I remember the ill-advice from others who told my parents to “just send him back” (referring to my brother, a Korean adoptee) when things got tough for my family. I learned from a young age that there was a socially acceptable legal loophole for the big people to get “out” when you are not biologically connected. I remember thinking if it could happen before, it can happen again. Better watch out. Thankfully, my parents did not give credence to that sick advice. Looking back, though, that episode impacted me more than I understood as a child. I’ve heard other people compare disruption/dissolution to divorce, which is between two consenting adults and, for the most part, a mutual agreement to terminate a committed relationship. Adoption is not between two consenting parties, but decisions made on behalf of child by adults in power. Plain and simple. Ultimately, dissolving an adoption is an adult decision that falls squarely on the shoulders of the adults before, during and after the placement of a child; for every disruption/dissolution that I have been a part of, I am just as much to blame for failing each child.
Suggesting that disruption/dissolution is anything less, only places blame on the child. And let me be very clear to anyone reading this and considering the stories of “kids too out of control” or “dangerous.” It is not the child’s fault or decision to be “re-homed” or placed into the world of adoption to begin with. Why should a child trust an adult after multiple placements? Who gave an adult the right to claim instant obedience, gratefulness and attachment over any other human being, let alone one who has experienced the trauma of abandonment, institutionalization, abuse and neglect? When unrealistic expectations (usually connected to a parent’s motivation to adopt) and fantasies overshadow the needs of the child without professional help and intervention, things will start to go bad.

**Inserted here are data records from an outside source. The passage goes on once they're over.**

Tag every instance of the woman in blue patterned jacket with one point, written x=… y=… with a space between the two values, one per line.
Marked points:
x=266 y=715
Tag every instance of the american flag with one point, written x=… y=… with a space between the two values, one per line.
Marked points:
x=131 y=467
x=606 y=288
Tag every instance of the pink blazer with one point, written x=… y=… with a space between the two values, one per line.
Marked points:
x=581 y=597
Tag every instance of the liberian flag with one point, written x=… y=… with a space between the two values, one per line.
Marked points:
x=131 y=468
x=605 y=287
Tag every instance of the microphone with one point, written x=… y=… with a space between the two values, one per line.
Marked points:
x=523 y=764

This is the dark side of adoption that people rarely mentioned, and one that is typically pushed to the outer fringes in the adoption community for obvious reasons. There are many different players. And, like any other aspect of adoption, child welfare and placement is extremely complex, messy and a legal nightmare, not to mention the emotional and psychological fall-out. So, let’s not sugarcoat this practice because there is no way to “nice up” legal abandonment – and sometimes illegal abandonment. One of the most troubling cases in my past was when an adoptive parent abandoned their child back to the birth country at a very young age (this never hit the media). What was more disturbing and downright frustrating was watching all of the other adults scatter to avoid liability. However, I have also witnessed the power of redemption and true commitment following an adoption dissolution when another family stepped up to a very difficult situation when no one else would.
In my podcast this week with Kevin, I will further discuss adoption disruption/dissolution. There is an entire movement behind “re-homing” that involves private agencies, facilitators, adoption professionals, counselors, adoptive parent networks, attorneys, court systems, and places of worship, in particular branches of the evangelical movement. It remains unregulated and underreported for a variety of reasons. It is not limited to international adoption, but permeates all forms of adoptive placement. What I will discus in the podcast is not to satiate anyone or anything, but shed light on a practice that has been going on for some time. The conversation will not be comfortable. It will be messy, complex, and controversial. I will not suggest ending adoption or banning it altogether because I think that would be equally reckless, but I will discuss the need for awareness, education, regulation and accountability for all involved.